Now you have to audit the LLM generated code - all of it - and you have gained exactly nothing. It's even worse, because you can assume your library code has been tried and tested by others even if you don't trust them whereas you LLM generated code is fresh and new and probably full of quirks and missing corner cases.
"3. You don't have to fear that updating packages in your system (or virtual env, or container) would break your 'batteries included' code"
True, but you don't benefit from updates that fix bugs and security vulnerabilities that others have found for you.
"4. You can do formal verification (this I know nothing about, just learning now on your prompting!)"
You can, but how practical is it? Have you ever done it?
"5. It's far easier to deploy"
This is a valid point but I also think it depends a lot on your environment.

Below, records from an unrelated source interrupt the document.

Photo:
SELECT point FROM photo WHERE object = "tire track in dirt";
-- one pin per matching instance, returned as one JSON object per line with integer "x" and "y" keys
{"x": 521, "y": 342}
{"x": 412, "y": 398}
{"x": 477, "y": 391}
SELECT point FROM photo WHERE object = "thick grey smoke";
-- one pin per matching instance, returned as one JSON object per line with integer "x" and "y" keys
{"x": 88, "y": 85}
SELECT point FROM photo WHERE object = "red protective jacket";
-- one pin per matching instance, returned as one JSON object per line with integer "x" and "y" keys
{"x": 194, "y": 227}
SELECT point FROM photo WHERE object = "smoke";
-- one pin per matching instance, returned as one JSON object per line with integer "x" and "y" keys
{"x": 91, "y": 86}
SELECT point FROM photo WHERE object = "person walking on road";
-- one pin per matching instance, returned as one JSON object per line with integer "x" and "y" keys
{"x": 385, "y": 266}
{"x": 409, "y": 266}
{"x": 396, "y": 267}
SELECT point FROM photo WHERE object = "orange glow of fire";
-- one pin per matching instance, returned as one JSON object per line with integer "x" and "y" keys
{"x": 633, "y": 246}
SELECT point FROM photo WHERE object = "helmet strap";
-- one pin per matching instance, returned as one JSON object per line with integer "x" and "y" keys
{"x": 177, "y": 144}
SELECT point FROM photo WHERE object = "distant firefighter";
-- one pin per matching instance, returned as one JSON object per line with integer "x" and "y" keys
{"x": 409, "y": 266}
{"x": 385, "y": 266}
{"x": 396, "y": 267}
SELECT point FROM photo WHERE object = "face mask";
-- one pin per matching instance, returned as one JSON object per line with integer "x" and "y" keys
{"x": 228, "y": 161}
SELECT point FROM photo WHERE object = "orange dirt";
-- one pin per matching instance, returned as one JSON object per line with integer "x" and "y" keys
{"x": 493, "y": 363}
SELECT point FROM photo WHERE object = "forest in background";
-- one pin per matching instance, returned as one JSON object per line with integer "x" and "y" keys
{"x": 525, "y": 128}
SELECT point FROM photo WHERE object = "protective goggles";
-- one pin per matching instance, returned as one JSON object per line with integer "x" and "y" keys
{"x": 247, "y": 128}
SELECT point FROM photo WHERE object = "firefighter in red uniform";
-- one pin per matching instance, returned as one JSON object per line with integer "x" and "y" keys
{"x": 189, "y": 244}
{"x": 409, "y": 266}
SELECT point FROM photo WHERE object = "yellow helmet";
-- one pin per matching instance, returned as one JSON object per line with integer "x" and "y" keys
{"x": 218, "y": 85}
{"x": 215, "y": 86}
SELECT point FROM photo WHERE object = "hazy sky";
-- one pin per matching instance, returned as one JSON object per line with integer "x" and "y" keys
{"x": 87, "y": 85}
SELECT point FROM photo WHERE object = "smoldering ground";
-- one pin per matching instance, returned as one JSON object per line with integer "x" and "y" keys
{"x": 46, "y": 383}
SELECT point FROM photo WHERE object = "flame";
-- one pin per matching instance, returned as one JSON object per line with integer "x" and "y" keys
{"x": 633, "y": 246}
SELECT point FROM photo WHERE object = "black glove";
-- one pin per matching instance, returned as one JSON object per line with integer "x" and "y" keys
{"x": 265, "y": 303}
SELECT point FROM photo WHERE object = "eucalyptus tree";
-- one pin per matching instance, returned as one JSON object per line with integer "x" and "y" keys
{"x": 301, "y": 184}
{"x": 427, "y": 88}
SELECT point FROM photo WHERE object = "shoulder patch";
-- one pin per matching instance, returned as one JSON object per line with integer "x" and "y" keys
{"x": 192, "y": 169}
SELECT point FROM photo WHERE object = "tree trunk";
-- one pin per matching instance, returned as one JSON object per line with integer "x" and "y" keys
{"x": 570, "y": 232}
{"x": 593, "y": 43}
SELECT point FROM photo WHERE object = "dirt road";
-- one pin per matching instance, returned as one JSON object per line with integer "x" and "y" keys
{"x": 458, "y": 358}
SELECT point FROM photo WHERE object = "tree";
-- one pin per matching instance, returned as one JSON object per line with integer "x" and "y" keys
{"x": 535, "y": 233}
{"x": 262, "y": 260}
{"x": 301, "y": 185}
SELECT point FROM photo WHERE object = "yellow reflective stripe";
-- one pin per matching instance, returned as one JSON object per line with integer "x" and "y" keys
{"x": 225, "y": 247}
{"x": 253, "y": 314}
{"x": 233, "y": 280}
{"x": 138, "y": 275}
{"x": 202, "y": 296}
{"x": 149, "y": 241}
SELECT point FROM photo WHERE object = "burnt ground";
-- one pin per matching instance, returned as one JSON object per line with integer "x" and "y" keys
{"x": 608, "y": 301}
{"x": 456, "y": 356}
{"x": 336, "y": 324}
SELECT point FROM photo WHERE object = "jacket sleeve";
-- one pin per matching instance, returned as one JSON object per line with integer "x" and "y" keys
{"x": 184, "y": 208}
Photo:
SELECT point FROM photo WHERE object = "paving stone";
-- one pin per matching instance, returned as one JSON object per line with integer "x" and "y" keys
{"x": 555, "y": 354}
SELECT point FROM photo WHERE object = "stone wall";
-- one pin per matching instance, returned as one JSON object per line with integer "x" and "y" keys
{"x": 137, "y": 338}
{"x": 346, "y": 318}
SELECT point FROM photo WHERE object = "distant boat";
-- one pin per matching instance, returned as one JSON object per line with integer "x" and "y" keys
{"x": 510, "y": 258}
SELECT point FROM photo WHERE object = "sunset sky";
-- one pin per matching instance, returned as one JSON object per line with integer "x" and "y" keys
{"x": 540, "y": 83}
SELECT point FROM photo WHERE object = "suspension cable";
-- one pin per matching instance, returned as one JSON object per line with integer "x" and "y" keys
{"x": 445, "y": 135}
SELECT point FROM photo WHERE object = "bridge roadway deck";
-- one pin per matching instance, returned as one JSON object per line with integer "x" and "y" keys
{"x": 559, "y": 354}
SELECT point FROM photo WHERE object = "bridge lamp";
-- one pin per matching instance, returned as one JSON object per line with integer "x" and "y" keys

> Now you have to audit the LLM generated code - all of it - and you have gained exactly nothing. It's even worse, because you can assume your library code has been tried and tested by others
You're right to raise the first part as a concern and observing that, all things considered, you probably haven't gained anything on net. (You might actually be losing.) But you're wrong about the last part.
What we've seen in practice is that like the free-rider problem there's a dearth of folks performing the work that people are assuming everyone else is doing and a glut of people relying on that false assumption. And it's worth considering how many of those fixes are _only_ necessary because of the rampant code sharing.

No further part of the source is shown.